Even though Tunisia’s revolution might not be replicated, it will still bring many benefits to the people of neighbouring countries.

Firstly, it acts as a clear warning message to authoritarian regimes that over-relying on security apparatuses to remain in power with no popular support is unsustainable. It also conveys the message that the economic and political rights of the masses must be dealt with, and cannot be silenced by a heavy hand.

Secondly, it ends the myth that Islamists are the only groups capable of toppling regimes in this region – an idea established after the Iranian revolution and the assassination of Egyptian president Anwar el-Sadat in the late 1970s and the early 1980s, one that has been used by secular dictatorships in the North African region as a scare tactic to win the West’s support. The idea is simple: imposed secular authoritarianism has been for long preferred over an elected Islamic regime by the world’s superpowers. Former US Secretary of State Condoleezza Rice once stated that the United States has long favoured stability over democracy in the Middle East and ended up achieving neither.

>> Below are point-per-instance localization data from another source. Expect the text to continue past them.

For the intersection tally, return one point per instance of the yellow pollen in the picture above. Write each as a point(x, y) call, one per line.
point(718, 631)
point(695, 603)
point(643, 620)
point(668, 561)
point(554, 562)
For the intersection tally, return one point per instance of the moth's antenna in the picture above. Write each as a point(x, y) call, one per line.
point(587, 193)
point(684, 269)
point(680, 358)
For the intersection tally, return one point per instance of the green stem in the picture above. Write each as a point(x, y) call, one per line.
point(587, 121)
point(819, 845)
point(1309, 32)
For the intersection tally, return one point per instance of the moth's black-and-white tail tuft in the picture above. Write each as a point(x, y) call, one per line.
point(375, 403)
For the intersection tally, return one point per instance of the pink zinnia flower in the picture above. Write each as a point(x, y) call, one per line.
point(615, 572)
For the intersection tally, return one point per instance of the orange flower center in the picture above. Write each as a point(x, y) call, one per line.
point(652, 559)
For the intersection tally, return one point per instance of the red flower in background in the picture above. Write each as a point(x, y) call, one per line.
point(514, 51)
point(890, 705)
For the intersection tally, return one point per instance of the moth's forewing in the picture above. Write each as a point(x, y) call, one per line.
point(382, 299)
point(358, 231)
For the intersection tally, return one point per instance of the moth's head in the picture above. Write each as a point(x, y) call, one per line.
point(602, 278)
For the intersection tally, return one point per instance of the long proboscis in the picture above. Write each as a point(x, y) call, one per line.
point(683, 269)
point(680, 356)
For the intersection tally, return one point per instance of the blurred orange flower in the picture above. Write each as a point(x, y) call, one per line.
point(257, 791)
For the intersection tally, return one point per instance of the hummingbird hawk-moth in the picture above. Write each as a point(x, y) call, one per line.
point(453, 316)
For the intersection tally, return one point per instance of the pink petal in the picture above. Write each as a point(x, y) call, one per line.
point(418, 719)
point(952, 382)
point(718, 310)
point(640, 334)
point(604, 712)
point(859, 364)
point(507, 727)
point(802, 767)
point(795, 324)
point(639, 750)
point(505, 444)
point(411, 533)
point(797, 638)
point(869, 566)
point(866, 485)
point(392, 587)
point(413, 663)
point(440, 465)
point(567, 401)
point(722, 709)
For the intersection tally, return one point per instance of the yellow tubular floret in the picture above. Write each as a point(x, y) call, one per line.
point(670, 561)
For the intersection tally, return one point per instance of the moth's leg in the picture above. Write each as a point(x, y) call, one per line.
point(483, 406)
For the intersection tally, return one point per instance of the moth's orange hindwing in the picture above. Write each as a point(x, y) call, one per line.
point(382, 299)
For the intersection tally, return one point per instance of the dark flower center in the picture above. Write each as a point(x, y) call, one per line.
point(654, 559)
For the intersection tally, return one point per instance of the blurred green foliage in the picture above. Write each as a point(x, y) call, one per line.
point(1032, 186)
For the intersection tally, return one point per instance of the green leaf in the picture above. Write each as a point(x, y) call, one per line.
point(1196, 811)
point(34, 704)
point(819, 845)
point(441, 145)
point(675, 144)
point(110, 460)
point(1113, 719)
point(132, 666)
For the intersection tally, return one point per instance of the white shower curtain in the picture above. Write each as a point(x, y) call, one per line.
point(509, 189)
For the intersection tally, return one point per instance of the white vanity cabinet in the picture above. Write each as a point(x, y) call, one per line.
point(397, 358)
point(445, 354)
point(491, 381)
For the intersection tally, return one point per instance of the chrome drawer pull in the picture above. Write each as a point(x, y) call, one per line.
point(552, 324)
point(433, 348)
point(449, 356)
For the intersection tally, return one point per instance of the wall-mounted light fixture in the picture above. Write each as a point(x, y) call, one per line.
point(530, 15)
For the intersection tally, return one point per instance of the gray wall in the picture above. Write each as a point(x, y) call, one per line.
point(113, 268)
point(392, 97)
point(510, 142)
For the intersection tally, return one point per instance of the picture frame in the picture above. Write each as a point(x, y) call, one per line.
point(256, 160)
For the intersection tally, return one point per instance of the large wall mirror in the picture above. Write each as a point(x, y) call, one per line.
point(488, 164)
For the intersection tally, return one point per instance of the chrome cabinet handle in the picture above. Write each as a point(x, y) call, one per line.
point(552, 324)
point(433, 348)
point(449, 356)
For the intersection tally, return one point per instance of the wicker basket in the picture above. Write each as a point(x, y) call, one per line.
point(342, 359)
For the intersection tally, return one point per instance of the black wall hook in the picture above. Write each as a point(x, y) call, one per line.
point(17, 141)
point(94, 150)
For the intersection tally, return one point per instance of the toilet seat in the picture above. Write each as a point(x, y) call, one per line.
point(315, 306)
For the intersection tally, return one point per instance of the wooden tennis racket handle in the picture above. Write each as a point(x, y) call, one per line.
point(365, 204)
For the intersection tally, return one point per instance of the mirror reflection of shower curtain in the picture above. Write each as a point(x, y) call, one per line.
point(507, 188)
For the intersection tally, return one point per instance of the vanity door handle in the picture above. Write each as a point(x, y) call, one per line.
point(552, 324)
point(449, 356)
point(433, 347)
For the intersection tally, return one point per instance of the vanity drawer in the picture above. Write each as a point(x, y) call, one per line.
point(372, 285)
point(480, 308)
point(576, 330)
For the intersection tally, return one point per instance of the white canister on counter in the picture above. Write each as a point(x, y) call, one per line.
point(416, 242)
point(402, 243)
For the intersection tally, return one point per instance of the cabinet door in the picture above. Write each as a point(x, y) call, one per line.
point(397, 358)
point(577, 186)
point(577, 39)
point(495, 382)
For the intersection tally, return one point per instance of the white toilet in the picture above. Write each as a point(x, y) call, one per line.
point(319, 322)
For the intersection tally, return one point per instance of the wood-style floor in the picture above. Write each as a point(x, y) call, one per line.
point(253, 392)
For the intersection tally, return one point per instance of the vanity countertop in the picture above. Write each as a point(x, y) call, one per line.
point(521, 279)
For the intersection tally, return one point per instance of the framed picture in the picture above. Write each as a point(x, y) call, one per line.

It also implies that the way for a government to gain legitimacy is from its own people rather than by allying with superpowers, as they all turned their back on Ben Ali after he was overthrown by his people. France, his biggest former ally, has refused to grant him asylum. Many regimes relied solely on their alliance with Western superpowers at the expense of their own people. This might no longer be a good bargain for Arab dictators.

Whether or not we will see the fall of one North African regime after the other is hard to predict and not guaranteed, but the good news is that Tunisia’s revolution will spread the scent of its jasmine to oppressed nations all over the region, inspiring and empowering people in their fight against unjust regimes.